• • •
About an hour later I pulled out of the garage and Annie grabbed something from the garage freezer before slipping in next to me. She waited expectantly, and when I didn’t back the car out, she looked at me.
“What?”
“What’s that?” I gestured to the foil-wrapped package inside the Ziploc bag.
Annie waited a beat, her eyes on mine. “What has it been the last four hundred times I’ve pulled a package like this out of the freezer?”
“Pound cake.”
“It’s pound cake this time, too.”
“Liz is diabetic,” I said.
“Oh, shoot. That’s right. Okay, then, Mark and the kids can eat it.”
“Annie, there’s no sugar in the house. It’s a hard-and-fast.”
“It’s a wha . . . oh, forget it.” She opened the car door and took the five steps to toss the cake back into the freezer. She stared into the interior for a moment and then slammed it shut. Once back in the car, she slammed that door shut, too.
“We’re going empty-handed, then. I sometimes have some cheese straws frozen but there have been three showers over the last month and I’m flat out.”
“It doesn’t matter.”
“It would have been nice,” she said. “It’s hard for people to get mad at you when you’ve handed them a homemade pound cake.”
I smiled as I turned the corner. Pound cake diplomacy.
The Pickersley-Smythes don’t live far from us, you can walk there in fifteen minutes if you take the greenbelts that cut across neighborhoods, or detour across the golf course. It’s about ten minutes by car. But it’s a different neighborhood and the homes cost more than three times what ours would sell for—and we couldn’t afford our house if we had to buy it at today’s prices.
Their two-and-a-half-story red brick wasn’t one of the biggest homes in Sweetwater. It was an older home—by Sugar Land standards. The landscaping was mature and the oaks full grown and you would have had trouble believing that where the house stood there had once been fields of rice—when I was a kindergartener, that’s all there was out here.
We sat in our car for a moment before we faced the Pickersley-Smythes.

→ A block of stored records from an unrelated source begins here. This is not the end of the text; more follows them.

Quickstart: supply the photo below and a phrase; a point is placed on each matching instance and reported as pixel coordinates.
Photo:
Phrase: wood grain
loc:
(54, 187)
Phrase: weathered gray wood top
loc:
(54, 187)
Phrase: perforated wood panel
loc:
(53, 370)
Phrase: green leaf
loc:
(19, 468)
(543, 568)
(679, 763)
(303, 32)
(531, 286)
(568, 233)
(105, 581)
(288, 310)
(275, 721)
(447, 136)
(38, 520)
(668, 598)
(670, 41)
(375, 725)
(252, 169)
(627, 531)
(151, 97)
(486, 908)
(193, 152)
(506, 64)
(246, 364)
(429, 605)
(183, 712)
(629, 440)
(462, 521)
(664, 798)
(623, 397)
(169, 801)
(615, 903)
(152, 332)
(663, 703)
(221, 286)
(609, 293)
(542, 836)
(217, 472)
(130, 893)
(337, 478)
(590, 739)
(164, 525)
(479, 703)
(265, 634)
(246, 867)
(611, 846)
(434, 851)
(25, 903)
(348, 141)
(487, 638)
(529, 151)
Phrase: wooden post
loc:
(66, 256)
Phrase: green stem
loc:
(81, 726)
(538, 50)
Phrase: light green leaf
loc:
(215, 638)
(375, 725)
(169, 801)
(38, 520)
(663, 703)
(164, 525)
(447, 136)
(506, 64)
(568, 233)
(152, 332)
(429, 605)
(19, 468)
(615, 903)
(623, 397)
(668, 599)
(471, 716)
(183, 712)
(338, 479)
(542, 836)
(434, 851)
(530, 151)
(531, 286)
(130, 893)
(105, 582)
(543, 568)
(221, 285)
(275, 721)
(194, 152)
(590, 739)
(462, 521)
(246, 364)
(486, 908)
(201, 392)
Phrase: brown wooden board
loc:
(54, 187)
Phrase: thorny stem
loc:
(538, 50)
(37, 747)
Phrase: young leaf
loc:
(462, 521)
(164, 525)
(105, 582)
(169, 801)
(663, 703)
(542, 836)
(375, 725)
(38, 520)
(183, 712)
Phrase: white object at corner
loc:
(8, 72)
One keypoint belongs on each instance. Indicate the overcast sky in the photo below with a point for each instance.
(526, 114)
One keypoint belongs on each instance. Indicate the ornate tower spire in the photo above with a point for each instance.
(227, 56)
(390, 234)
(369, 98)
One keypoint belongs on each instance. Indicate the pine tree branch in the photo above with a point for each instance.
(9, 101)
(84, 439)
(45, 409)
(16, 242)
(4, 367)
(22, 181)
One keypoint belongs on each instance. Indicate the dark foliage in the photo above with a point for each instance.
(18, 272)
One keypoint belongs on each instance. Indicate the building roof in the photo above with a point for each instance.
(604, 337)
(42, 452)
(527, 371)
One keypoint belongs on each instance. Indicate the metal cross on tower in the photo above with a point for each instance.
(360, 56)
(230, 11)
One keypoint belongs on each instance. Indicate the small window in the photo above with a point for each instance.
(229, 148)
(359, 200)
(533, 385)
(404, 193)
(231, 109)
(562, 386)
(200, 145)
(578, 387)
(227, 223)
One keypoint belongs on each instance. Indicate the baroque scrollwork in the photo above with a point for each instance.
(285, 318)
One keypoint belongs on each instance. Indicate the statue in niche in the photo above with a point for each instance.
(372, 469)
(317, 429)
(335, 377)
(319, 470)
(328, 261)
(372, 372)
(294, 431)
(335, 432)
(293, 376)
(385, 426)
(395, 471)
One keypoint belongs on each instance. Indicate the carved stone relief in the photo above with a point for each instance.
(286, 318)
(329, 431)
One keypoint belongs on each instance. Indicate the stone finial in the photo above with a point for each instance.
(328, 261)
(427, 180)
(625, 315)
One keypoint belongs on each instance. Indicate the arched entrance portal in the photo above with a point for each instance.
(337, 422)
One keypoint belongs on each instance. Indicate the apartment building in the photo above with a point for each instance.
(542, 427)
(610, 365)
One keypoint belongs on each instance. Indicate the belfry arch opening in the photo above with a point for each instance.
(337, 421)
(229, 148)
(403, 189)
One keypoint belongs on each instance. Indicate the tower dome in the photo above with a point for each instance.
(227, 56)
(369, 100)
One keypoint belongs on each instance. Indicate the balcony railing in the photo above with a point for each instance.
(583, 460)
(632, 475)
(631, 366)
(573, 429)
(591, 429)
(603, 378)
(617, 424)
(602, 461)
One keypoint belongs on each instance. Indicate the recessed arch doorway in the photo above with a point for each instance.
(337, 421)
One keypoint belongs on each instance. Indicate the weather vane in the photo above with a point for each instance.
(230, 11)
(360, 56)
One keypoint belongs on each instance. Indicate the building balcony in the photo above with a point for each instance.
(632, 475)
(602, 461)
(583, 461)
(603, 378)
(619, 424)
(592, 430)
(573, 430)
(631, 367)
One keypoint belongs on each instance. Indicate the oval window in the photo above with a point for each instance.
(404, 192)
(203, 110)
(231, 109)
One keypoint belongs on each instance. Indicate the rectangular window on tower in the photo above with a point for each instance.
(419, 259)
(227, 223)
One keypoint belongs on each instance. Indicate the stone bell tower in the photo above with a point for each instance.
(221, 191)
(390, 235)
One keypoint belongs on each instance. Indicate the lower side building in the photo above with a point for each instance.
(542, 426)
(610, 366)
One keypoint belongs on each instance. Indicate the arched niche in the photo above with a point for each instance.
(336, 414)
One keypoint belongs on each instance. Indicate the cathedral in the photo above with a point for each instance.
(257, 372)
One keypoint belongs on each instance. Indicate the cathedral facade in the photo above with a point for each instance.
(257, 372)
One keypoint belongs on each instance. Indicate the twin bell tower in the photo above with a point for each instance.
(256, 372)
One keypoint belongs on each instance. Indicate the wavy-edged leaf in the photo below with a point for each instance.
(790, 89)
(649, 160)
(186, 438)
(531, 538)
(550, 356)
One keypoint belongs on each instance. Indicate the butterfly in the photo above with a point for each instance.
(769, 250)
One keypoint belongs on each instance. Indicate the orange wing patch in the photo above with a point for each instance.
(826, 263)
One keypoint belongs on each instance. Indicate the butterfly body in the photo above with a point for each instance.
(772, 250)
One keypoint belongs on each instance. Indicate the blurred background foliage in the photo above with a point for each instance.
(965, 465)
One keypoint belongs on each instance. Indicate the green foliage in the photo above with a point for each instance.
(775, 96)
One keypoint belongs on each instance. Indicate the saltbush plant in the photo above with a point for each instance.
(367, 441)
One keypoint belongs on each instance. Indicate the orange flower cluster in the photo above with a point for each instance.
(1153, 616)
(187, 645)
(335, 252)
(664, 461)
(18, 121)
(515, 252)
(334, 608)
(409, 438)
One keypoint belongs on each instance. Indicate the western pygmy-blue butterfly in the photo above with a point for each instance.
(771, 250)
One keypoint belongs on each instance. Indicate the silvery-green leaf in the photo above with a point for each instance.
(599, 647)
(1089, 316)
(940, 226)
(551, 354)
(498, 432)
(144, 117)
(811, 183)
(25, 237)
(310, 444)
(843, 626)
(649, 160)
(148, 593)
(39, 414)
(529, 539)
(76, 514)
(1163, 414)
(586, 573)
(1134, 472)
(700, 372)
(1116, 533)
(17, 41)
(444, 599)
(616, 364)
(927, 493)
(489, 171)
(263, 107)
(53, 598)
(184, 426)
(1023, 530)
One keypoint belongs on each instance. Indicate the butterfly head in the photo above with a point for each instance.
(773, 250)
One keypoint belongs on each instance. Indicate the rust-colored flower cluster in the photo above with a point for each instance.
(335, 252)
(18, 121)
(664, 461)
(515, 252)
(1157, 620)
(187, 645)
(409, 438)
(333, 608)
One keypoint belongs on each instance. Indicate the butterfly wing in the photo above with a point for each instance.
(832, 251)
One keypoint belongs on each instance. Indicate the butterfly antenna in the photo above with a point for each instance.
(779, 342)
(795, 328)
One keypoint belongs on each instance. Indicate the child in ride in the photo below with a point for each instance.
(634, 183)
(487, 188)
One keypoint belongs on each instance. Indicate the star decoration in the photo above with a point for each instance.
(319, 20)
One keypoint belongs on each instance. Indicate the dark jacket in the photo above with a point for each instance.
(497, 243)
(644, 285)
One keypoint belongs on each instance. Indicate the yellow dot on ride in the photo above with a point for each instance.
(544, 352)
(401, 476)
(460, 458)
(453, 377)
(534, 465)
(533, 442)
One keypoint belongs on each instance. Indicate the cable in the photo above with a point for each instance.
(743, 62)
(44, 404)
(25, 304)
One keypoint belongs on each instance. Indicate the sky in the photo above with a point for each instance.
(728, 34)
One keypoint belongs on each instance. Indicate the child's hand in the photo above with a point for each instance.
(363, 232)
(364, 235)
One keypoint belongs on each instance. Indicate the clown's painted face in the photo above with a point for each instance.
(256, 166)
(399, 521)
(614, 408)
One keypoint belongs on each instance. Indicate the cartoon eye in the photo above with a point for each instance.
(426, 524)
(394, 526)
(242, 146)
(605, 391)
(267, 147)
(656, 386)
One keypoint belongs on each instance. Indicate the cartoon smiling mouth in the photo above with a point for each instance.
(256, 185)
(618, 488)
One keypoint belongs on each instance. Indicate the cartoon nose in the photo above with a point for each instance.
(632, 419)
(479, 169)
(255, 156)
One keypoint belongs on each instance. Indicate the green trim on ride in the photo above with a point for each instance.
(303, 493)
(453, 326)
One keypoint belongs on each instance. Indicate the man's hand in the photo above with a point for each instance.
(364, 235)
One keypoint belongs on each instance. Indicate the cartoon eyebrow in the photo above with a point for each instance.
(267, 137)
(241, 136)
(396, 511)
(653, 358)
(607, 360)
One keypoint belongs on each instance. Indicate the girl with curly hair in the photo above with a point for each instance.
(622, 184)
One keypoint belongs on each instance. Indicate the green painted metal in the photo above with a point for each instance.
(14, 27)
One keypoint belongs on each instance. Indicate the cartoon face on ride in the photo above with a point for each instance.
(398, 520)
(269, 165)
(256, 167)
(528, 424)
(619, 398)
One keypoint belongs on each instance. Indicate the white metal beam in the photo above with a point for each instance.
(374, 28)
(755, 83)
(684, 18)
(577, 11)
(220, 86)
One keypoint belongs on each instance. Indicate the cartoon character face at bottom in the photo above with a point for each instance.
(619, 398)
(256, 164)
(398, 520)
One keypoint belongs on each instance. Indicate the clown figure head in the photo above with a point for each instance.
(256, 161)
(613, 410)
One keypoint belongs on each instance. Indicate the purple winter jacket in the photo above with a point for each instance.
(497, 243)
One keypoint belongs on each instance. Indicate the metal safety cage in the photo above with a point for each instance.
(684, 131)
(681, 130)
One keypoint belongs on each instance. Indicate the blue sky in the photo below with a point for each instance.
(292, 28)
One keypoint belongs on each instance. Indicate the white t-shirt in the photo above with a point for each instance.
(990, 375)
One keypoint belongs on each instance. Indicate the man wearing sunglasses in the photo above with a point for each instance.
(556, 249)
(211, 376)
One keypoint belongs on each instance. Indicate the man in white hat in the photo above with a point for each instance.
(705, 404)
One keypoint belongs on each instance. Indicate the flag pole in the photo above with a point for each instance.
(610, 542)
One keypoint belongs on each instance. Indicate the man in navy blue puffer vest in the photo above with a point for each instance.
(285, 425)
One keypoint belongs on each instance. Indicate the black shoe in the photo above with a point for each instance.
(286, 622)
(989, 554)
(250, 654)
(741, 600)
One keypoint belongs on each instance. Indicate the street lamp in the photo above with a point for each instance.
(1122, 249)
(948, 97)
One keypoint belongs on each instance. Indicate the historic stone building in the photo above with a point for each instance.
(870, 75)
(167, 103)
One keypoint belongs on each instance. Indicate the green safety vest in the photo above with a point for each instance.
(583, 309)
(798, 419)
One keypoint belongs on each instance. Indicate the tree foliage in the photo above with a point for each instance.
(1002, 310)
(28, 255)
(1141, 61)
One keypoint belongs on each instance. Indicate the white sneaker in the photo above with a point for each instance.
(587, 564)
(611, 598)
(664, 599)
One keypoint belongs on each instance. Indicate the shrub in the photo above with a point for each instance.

“Do you want to say a prayer, Bear?” Annie said.
“I’ve been praying ever since I woke up this morning. Let’s get it done.”
Liz met us with a smile, which was a better start to this meeting than I’d hoped for, and showed us into a small sitting room that held a love seat piled with decorative pillows, two chairs, a low table and about four hundred pictures of Toby and Tanner being blond and photogenic. There was a white Persian cat sitting on the love seat. He slipped out of the room when we came in.
I said, “Is Mark here, Liz? Could he join us?” Because I only wanted to tell this story once.
“When we saw you drive up, he went to wake up the girls.” Liz made a small adjustment to the bowl of roses on the table. “They were having so much fun last night, we let them sleep in. Teenagers.” She smiled, the picture of the calm and indulgent mother.
Annie looked at me and I hesitated and we heard a tumble of steps down the stairs followed by Mark’s more measured tread. Toby and Tanner burst into the room.
“There’s no Jo,” said one of the three-year-olds, hopping to a stop at his mother’s knees. He was pleased with himself—the first to bring this unexpected news. Liz licked her thumb and wiped at something invisible on his immaculate face.
“Jo gone,” said the other, confirming the news. “Phoebe is still sleepy.” He put his hands together, laid his head on them and made a snoring sound. His brother gave him a push, but he ignored him, snoring louder.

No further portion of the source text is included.